Summary: Act 2: Scenes 5 & 6

Speed welcomes Launce to Milan. Launce replies that no one can truly feel welcome in a town until someone buys him a shot of liquor at the local tavern. Speed offers to do so, but first inquires after the status of the relationship between Proteus and Julia. Launce confuses Speed, implying through a series of puns that they are simultaneously broken up and engaged. The interchange ends with Launce's traditional dirty joke about how when Proteus is "stand[ing]" well, Julia is happy too. Speed, who is not so speedy at comprehending Launce's jokes replies, "What an ass art thou! I understand thee not" (II.v.19-21). Launce tells Speed to ask Crab if Julia and Proteus are engaged, saying that if the dog talks or wags his tail, the answer is "yes." Speed boasts that his master Valentine has become a "notable lover" (II.v.36). Launce, feigning to have misheard him, replies that he has always known that Valentine was a "notable lubber" (II.v.39). Launce finally convinces Speed to buy him a drink, like a good Christian.

Proteus debates whether or not to pursue his infatuation with Silvia. He says that to stay true to the impulse of love, which previously compelled him to promise himself to Julia, he must betray both Julia and Valentine, and worship Silvia.
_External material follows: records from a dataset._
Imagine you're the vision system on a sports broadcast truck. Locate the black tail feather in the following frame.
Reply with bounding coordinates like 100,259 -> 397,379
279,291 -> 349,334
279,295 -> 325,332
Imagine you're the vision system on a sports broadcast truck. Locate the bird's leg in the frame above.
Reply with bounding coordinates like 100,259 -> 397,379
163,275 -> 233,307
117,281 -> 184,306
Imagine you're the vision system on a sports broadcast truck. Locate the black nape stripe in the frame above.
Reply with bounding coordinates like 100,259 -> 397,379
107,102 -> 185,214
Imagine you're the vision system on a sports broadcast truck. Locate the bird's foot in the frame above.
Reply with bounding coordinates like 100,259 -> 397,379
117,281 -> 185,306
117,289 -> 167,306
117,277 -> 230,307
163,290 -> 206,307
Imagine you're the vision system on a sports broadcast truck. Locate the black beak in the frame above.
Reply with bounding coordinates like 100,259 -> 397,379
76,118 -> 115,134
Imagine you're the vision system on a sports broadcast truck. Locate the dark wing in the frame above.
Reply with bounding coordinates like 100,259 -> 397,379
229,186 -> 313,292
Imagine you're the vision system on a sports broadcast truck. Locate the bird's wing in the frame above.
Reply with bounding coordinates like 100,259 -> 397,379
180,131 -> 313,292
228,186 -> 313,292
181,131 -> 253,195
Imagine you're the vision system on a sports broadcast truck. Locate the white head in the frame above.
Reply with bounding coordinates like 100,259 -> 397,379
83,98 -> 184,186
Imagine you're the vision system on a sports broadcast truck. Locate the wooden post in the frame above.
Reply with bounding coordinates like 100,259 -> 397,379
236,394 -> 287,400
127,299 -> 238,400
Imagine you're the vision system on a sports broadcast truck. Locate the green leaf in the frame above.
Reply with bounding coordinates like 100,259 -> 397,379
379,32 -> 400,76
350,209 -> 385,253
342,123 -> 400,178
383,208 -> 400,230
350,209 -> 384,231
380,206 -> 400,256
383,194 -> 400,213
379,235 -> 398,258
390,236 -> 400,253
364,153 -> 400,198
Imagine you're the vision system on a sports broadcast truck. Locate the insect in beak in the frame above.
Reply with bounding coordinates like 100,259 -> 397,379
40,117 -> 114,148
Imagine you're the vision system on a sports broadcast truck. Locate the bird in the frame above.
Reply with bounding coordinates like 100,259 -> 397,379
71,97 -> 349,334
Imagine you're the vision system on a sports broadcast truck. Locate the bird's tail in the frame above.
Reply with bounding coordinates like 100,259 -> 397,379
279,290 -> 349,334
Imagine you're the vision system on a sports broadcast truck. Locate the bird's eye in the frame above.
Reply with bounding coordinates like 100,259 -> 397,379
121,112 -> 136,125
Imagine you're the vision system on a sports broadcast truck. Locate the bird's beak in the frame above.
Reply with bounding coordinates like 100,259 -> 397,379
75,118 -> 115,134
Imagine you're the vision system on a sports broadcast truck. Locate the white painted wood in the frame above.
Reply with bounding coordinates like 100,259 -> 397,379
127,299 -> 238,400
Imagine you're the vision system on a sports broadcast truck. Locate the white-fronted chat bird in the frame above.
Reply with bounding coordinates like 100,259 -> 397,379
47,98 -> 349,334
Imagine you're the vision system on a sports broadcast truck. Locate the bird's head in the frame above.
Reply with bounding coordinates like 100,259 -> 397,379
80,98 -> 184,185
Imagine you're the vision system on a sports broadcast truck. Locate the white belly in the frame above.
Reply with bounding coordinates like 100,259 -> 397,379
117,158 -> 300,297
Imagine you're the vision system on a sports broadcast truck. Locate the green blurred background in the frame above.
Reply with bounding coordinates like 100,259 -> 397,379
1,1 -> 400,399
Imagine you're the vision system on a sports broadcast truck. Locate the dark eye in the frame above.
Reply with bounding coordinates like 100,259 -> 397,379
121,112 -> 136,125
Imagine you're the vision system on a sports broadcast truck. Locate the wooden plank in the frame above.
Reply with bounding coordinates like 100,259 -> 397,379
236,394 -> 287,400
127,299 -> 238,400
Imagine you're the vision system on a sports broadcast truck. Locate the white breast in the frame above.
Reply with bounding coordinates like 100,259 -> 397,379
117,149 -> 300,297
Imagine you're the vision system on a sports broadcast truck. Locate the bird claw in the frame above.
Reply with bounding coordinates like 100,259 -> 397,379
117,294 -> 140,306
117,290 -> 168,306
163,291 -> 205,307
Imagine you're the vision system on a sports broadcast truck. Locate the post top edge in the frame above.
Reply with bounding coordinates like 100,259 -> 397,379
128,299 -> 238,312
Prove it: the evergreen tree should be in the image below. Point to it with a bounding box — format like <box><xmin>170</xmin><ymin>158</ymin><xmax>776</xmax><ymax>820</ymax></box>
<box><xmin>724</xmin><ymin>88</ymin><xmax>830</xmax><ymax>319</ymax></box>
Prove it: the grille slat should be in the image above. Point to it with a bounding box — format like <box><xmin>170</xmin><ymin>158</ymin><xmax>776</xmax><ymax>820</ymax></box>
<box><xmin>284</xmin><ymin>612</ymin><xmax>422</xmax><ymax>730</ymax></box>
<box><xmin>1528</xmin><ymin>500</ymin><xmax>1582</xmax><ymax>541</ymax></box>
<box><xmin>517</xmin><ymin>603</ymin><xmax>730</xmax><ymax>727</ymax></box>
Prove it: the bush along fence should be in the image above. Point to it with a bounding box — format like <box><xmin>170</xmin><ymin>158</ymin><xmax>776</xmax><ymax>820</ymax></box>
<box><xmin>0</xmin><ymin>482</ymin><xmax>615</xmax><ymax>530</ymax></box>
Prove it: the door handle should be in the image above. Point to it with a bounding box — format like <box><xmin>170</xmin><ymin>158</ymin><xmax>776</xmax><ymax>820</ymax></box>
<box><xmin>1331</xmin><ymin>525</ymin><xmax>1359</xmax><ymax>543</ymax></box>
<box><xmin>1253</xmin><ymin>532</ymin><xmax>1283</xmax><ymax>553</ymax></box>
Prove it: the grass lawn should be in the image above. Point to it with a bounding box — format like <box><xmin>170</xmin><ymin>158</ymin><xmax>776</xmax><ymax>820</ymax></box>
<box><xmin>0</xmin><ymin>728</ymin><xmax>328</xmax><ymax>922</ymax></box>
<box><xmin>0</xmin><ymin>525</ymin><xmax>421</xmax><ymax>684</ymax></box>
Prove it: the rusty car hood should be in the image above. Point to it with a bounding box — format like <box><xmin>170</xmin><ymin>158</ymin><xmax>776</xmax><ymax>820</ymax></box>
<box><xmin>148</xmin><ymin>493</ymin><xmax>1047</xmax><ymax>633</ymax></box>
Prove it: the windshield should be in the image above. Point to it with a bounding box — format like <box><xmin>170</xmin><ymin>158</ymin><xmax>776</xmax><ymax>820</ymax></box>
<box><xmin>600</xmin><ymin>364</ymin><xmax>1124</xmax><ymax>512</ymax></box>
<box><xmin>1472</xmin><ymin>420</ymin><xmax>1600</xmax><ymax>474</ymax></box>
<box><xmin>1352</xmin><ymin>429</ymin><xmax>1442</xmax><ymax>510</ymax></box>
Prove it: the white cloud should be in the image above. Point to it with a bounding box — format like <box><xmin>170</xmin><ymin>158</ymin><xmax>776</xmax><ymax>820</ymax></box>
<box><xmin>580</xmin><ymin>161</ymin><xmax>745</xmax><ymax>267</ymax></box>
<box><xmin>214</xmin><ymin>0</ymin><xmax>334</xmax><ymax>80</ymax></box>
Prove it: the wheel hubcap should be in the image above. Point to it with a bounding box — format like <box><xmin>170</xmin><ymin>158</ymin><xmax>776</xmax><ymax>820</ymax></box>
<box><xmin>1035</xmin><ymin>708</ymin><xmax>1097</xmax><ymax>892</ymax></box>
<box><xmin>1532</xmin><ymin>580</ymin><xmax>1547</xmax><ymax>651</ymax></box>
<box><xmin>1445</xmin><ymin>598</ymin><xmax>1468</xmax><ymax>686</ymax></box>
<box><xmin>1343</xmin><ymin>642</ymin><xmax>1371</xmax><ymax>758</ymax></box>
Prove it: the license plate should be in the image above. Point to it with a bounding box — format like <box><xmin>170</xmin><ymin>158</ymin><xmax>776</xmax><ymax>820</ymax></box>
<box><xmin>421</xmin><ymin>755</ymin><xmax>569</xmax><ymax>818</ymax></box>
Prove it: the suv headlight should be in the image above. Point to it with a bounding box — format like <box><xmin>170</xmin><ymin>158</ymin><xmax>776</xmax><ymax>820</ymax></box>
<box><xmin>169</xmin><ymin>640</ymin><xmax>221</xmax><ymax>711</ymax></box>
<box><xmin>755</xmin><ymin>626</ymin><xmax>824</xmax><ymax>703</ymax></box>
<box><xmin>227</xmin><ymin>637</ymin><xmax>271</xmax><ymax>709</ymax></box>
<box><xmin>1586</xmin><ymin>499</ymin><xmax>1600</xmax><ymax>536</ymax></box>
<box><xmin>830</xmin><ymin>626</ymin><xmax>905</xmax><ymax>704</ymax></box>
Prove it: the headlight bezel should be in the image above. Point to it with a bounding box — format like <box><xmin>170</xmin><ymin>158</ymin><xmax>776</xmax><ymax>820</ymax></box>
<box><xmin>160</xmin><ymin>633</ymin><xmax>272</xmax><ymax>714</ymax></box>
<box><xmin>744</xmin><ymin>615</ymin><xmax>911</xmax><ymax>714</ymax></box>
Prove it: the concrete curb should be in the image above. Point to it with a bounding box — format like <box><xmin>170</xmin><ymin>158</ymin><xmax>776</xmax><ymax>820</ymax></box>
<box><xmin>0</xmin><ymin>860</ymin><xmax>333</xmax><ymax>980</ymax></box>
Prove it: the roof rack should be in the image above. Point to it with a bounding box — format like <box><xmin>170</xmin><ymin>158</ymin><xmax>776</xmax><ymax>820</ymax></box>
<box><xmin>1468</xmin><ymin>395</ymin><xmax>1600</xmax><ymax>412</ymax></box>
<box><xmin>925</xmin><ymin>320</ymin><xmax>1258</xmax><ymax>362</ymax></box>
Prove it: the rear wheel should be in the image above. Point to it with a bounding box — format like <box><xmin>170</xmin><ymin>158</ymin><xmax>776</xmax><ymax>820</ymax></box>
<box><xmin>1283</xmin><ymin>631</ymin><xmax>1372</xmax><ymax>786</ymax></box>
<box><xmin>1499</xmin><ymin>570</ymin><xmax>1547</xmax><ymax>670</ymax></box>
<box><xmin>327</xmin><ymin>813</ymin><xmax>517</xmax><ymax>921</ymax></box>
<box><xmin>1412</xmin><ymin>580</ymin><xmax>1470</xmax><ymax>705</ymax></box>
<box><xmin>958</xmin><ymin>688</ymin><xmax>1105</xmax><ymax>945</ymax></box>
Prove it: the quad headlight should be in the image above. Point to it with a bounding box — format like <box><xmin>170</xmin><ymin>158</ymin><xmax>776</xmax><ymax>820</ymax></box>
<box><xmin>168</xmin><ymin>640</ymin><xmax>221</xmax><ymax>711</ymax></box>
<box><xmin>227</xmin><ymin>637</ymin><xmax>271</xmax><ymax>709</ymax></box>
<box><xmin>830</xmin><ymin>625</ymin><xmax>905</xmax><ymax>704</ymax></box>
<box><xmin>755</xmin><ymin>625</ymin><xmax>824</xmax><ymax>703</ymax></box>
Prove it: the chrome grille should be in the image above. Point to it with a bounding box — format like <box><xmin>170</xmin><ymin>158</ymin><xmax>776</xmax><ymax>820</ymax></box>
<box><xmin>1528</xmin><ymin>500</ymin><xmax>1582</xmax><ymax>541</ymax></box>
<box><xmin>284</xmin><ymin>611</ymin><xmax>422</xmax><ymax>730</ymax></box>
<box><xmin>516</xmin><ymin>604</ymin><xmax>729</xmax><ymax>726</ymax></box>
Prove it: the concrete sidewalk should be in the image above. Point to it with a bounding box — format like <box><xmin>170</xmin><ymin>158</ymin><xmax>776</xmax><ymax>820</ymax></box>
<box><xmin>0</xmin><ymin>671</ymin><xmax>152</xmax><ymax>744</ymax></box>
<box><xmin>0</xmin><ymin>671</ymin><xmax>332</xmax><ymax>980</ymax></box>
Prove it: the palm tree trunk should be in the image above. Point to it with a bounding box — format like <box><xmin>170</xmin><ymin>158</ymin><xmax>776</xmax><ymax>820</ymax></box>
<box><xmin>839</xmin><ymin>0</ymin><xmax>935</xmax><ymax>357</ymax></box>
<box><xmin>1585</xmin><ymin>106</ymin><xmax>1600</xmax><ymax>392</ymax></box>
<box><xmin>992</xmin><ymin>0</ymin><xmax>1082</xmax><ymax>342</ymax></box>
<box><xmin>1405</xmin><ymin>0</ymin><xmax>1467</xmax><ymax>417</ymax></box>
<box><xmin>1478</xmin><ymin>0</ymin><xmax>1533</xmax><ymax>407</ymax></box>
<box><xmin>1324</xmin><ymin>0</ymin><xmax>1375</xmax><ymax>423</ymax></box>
Prizing his amorous desires over friendship, Proteus devises a plot to snatch Silvia from Valentine's arms while simultaneously gaining favor with her father. He will notify the Duke of Valentine's plans to elope with Silvia; the Duke will then banish Valentine and encourage Thurio, Silvia's family-appointed betrothed, to continue his courting. Proteus plans, however, to trick Thurio out of his path, leaving Silvia with no choice but to love him. His soliloquy ends with the couplet, "Love, lend me wings to make my purpose swift,/As thou hast lent me wit to plot this drift" (II.vi.42-43).

Read a translation of Act 2: Scenes 5 & 6.

Analysis: Act 2: Scenes 5 & 6

Proteus's weighing of passionate love against devoted friendship situates him in a literary debate already well-established at the time Shakespeare wrote The Two Gentlemen of Verona. In Geoffrey Chaucer's The Canterbury Tales, written at the end of the 14th century, the Knight in the "Knight's Tale" learns the painful lesson that blind love must always win over rational friendship. Francis Bacon, a contemporary of Shakespeare, wrote essays purporting that friendship was far more important than the dangerous, ever-changing whims of passionate love. Additionally, Shakespeare would certainly have been familiar with John Lyly's 1591 play, Endymion, in which the protagonist chooses friendship over love, and is rewarded with love as well in the end.

Proteus emerges as the play's villain because of his inability to understand that friendship and love can exist simultaneously. Shakespeare presents a moral vision that progresses past the moral visions of Chaucer and Lyly at times; just as Launce revels in double-talk, Shakespeare envisions a world of doubles. Friendship and love can coexist and complement each other; they do not need to be confined to the black-and-white realm of arbitrary moral decisions. In the development of Proteus' character, Shakespeare both presents his clear dislike for simple-minded moral decision-making and introduces his own morality to rival the morality of his well-established predecessors.